As we posted previously, a lesser-known provision of the Massachusetts legislature's 2022 An Act Driving Clean Energy and Offshore Wind created M.G.L. ch.25A §20, which requires the reporting of energy usage data for buildings over 20,000 square feet statewide. The law went into effect this summer, and the first reporting deadline is fast approaching—energy use for calendar year 2024 will be required to be reported by June 30th, 2025.
The Department of Energy Resources (DOER) has released draft regulations governing the reporting process and will accept public comment through Wednesday, September 25, 2024 (DOER will also hold a virtual public hearing that day). Building owners should keep this on their radar, as the disclosure requirements will differ from parallel municipal efforts in some communities and be entirely new territory for others.
The concept will be familiar to some Greater Boston building owners who have been reporting energy usage for larger buildings for some time under Boston's BERDO, Cambridge's BEUDO, Chelsea's BERDO and Lexington's BEU-D. The City of Newton has its own BERDO in the works, and the City of Somerville is considering a rental unit energy disclosure ordinance. But even folks in these municipalities should track what the state is doing, which varies significantly from the municipal-level efforts.
A couple of things to note:
- The DOER regulations (unlike the BERDO/BEUDO schemes) place the reporting burden in the first instance on the municipal utilities, the distribution companies, the steam suppliers, etc. Building owners are required to supplement or provide additional information not covered by the energy suppliers' obligations.
- So far, the DOER regulations require energy usage reporting only for buildings > 20,000 SF. Still, the draft regulations contemplate looping in additional buildings co-located on the same parcels as large buildings. DOER was also given legislative authority to lower the 20,000 SF reporting threshold in the future.
- For building owners who are also presently required to report building energy use in the Massachusetts municipalities mentioned above, the draft state regulations in some areas do not align and create conflicting/duplicative burdens. These include the timing of deadlines, the size of buildings covered, how changes of ownership are treated, and when costly third-party verification is required.
In addition to the above, owners of large buildings statewide should be aware that DOER will publish the annual energy usage of all covered buildings and make it available for all to see in a building-by-building "fully text-searchable and readily sortable" format.

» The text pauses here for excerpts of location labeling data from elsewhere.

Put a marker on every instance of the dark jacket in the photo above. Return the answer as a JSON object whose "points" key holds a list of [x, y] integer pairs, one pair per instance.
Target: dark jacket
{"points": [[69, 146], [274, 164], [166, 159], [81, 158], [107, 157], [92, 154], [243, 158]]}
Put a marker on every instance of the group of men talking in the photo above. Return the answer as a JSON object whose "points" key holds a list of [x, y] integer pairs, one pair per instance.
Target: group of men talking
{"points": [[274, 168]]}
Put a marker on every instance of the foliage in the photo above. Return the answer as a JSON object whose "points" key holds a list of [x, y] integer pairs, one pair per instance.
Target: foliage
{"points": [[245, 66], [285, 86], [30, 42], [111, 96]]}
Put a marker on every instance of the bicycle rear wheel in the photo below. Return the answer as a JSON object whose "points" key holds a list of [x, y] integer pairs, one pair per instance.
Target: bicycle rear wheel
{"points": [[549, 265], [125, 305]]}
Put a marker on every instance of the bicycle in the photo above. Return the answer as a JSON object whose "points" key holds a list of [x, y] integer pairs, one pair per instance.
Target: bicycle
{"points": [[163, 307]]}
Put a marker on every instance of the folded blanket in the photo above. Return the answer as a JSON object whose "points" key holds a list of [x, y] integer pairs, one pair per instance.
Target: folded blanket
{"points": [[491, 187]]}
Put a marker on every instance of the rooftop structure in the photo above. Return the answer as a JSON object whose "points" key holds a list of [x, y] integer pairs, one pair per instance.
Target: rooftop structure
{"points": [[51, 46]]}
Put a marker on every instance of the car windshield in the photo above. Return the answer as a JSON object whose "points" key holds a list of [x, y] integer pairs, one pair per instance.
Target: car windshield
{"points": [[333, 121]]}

As noted previously, building energy reporting sets the stage for building emissions reductions. Both Boston and Cambridge began with a building energy reporting phase and used that data to set a baseline upon which declining emissions limits could be built. Those limits will start hitting the Boston buildings in 2025 and the Cambridge buildings in 2026. We will not be surprised if the Commonwealth ultimately follows suit.